Ponder this question with me. When you need to make a new hire, what pool do you look to? In other words, where do you go for the new blood you need?

Hiring is a tremendous opportunity. It is not just a chance to fill a void, but to broaden, to deepen, to add freshness and creativity. It is a moment in which you can both redefine your firm a bit but also take it closer to your vision.

Yet most leaders hire lazily, fearfully. I hope this isn’t you.

Many leaders play it too safe when they bring in new people. They draw from the same old sources, hire the kind of people they already have, and do whatever is quick, easy, and certain. I want to push you to reconsider if this is you.

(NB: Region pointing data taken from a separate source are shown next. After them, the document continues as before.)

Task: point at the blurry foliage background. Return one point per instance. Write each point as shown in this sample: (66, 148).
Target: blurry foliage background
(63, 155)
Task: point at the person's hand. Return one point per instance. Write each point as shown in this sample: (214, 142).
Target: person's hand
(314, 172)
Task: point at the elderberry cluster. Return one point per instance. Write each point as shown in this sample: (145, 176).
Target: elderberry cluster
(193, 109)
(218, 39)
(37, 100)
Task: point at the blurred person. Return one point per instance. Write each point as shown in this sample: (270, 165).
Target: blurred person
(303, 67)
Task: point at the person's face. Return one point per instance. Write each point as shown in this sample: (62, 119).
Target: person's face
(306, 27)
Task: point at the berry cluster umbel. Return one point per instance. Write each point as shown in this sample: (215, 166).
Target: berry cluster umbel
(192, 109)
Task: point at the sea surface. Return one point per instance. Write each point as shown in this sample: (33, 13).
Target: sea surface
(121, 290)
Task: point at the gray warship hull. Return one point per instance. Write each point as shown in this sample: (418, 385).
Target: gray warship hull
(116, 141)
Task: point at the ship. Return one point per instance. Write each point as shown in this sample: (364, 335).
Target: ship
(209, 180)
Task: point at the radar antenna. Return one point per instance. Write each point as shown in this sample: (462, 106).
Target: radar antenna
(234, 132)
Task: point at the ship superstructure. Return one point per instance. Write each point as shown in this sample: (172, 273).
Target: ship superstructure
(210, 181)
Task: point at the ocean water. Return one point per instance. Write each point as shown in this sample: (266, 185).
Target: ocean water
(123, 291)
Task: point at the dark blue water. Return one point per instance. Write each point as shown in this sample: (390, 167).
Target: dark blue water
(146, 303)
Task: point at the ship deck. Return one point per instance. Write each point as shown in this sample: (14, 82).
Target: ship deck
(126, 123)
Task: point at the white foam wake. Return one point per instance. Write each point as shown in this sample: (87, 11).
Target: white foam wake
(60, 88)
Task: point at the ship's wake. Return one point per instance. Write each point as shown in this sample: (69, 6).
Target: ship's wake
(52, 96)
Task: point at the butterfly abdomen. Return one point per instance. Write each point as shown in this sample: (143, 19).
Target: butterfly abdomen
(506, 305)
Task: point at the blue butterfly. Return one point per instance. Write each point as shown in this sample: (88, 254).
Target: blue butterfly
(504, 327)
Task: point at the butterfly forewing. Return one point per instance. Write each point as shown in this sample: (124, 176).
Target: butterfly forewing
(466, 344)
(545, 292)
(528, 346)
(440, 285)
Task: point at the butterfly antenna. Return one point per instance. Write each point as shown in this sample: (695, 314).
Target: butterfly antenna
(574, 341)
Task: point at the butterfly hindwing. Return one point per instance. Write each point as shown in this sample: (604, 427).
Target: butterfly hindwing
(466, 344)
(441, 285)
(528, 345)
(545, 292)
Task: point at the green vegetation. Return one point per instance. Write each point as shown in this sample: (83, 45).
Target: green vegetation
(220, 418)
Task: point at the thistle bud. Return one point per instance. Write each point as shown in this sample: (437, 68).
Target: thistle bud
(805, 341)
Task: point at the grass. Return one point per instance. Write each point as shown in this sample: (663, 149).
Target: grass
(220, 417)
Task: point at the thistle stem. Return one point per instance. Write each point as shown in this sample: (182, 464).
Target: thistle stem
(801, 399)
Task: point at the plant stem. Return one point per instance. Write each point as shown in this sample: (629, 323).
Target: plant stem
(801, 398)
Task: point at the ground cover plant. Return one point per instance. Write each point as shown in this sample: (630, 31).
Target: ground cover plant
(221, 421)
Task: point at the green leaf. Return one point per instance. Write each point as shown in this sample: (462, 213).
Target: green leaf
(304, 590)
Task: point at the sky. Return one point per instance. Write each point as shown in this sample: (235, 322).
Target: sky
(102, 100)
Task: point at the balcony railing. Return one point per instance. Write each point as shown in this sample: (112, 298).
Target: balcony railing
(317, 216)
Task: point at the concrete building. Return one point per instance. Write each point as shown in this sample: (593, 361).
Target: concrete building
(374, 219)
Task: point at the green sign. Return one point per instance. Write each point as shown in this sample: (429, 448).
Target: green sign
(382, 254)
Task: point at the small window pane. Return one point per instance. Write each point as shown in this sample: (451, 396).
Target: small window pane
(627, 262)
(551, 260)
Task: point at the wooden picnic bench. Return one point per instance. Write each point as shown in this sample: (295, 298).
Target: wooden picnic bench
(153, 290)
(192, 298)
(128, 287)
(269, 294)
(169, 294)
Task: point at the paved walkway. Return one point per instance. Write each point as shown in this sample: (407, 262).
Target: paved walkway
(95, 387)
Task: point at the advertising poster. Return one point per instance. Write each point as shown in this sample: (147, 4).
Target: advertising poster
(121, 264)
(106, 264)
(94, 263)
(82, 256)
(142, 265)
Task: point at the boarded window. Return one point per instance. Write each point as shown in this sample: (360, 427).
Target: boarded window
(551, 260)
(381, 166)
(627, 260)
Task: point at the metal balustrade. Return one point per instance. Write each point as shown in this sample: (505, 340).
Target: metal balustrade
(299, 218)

Now, if you run a firm requiring people with specialized skills, then you are somewhat limited in your options. I understand. Still, don’t stay narrower than you have to. I realize that you might need a finish carpenter or a surgeon or a tort specialist or a certain kind of IT expert. Still, think big.

I know a firm that could really re-invent itself in some wonderful directions if it would not use the same old headhunters and limit them to the same old boundaries for new hires. Given what they produce and sell, they could add real flash and genius not just to their brand but to their internal culture. Yet they hire in fear. They’ve had a few hires go badly and so—like burnt lovers— they won’t stretch out and try again. It’s hurting them.

I know a church that has pretty wonderful senior leadership but has a policy of only hiring from its own pews. Now, think about this assumption. A church of this size hires a hundred different skills and utilizes a thousand different gift mixes, yet it assumes that all it needs is going to walk in the front door and plop down in a pew. It won’t happen. I think this church could be twice its current size, but it has A-level leadership with C- level or less staffing. Why? Narrow, fearful hiring.

One more. I know an amazing university that had to traverse some rough terrain. So it went retro when it came time to hire a new president. Rather than pressing boldly into the future, it hired an older, rough, stubborn, self-important president instead of risking young, bold, inventive, and, maybe, a bit messy. It went safe, and it sacrificed part of its future in so doing.

You have to hire smart. That’s a given. But smart comes in all personalities, all colors (and I mean that in every way!), all levels of risk tolerance, all ages, and all degrees of fiery. Decide what you need but make sure you’re deciding within the broadest boundaries that are possible for you. Just don’t automatically hire narrow, safe, and more of the same. In short, if you do what you’ve always done, you’ll have what you’ve always had.

Is your next hire a chance for a change? I don’t know, but you will if you’ll think about that hire more broadly than perhaps you have in the past.